Saturday 8 April 2017

The importance of proofreading

Well, after a slight hiatus from blogging I stumbled across something I thought was worth blogging.

When working on the basic information for a RPG I use a plain text editor just to get all the core information in place. I don't know whether this is the best way, but I do know that if there is a fancy widget to format tweak or do something else then I will end up procrastinating and playing with those rather than concentrating on the content.

So this evening I decided to give my document a quick initial read through. When I got to one section I found the quite interesting word "seethe" hiding amongst my text. It didn't take long for me to realise what I really wanted there was "see the" but I had somehow skipped the space, and the spell check had quite rightly allowed it through. Now on the face of it this is not a big thing, but it is the small things that make a big difference to 3rd parties reading your adventure.

Sometimes I can be reading something, and actually the content, the meaning, the ideas can be absolutely fantastic, but this can all get lost if someone leaves small errors in there. It massively detracts from the overall feel of a piece of work, which is a real shame. After spending days, weeks months or years crafting your masterpiece to allow it to fall over on something as simple as proofreading is a real shame, it can have a massive impact on how others perceive what you write.

OK by now you probably get the impression that I think that proofreading a document is a big thing, I certainly think it is a simple thing that can help your chances of people taking what you write seriously. But then there are also multiple steps (in my opinion at least).

Step 1 Read your document, read it slowly, read it thoroughly. Correct everything you spot.
Step 2 Do Step 1 again .. probably a few times.
Step 3 Now your pretty bored you are probably skipping bits you are 100% sure you have right so it is time to break the boredom.
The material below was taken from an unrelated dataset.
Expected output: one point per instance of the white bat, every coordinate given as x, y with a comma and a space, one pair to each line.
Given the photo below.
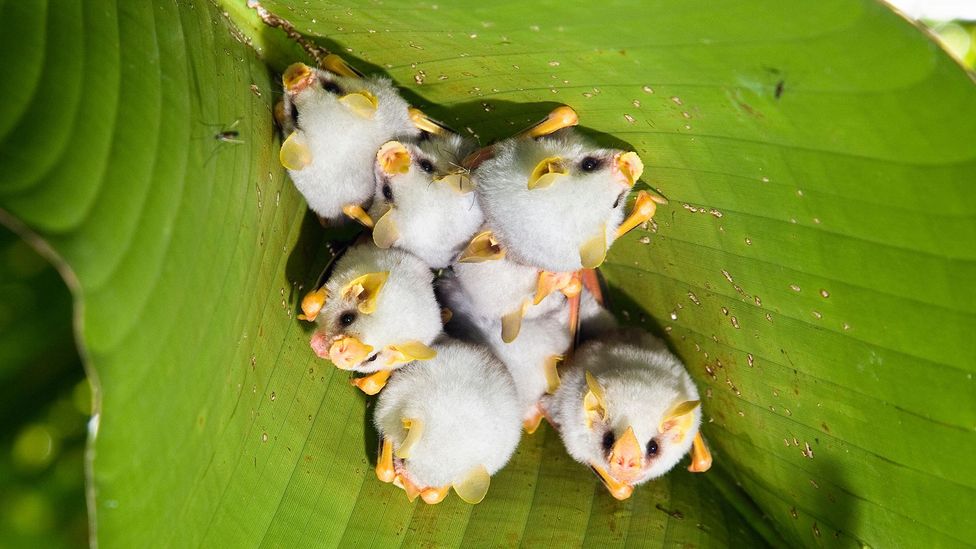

Break your work into different chunks and read them in a different order. Trust me it will help break up that boredom a bit!
Step 4 Get someone else to read it ... actually get a few people to read it. Or if you can afford it pay someone who does this professionally to read it.

Now you will have something that will be as bullet proof as you can hope to make it. Will there be mistakes in there still ... quite possibly, no-one is perfect, but it will be infinitely better for going through the process. I also find I often re-write bits while I'm proofreading as well so it is a win win all the way through.

Well there you go, all that just from seethe!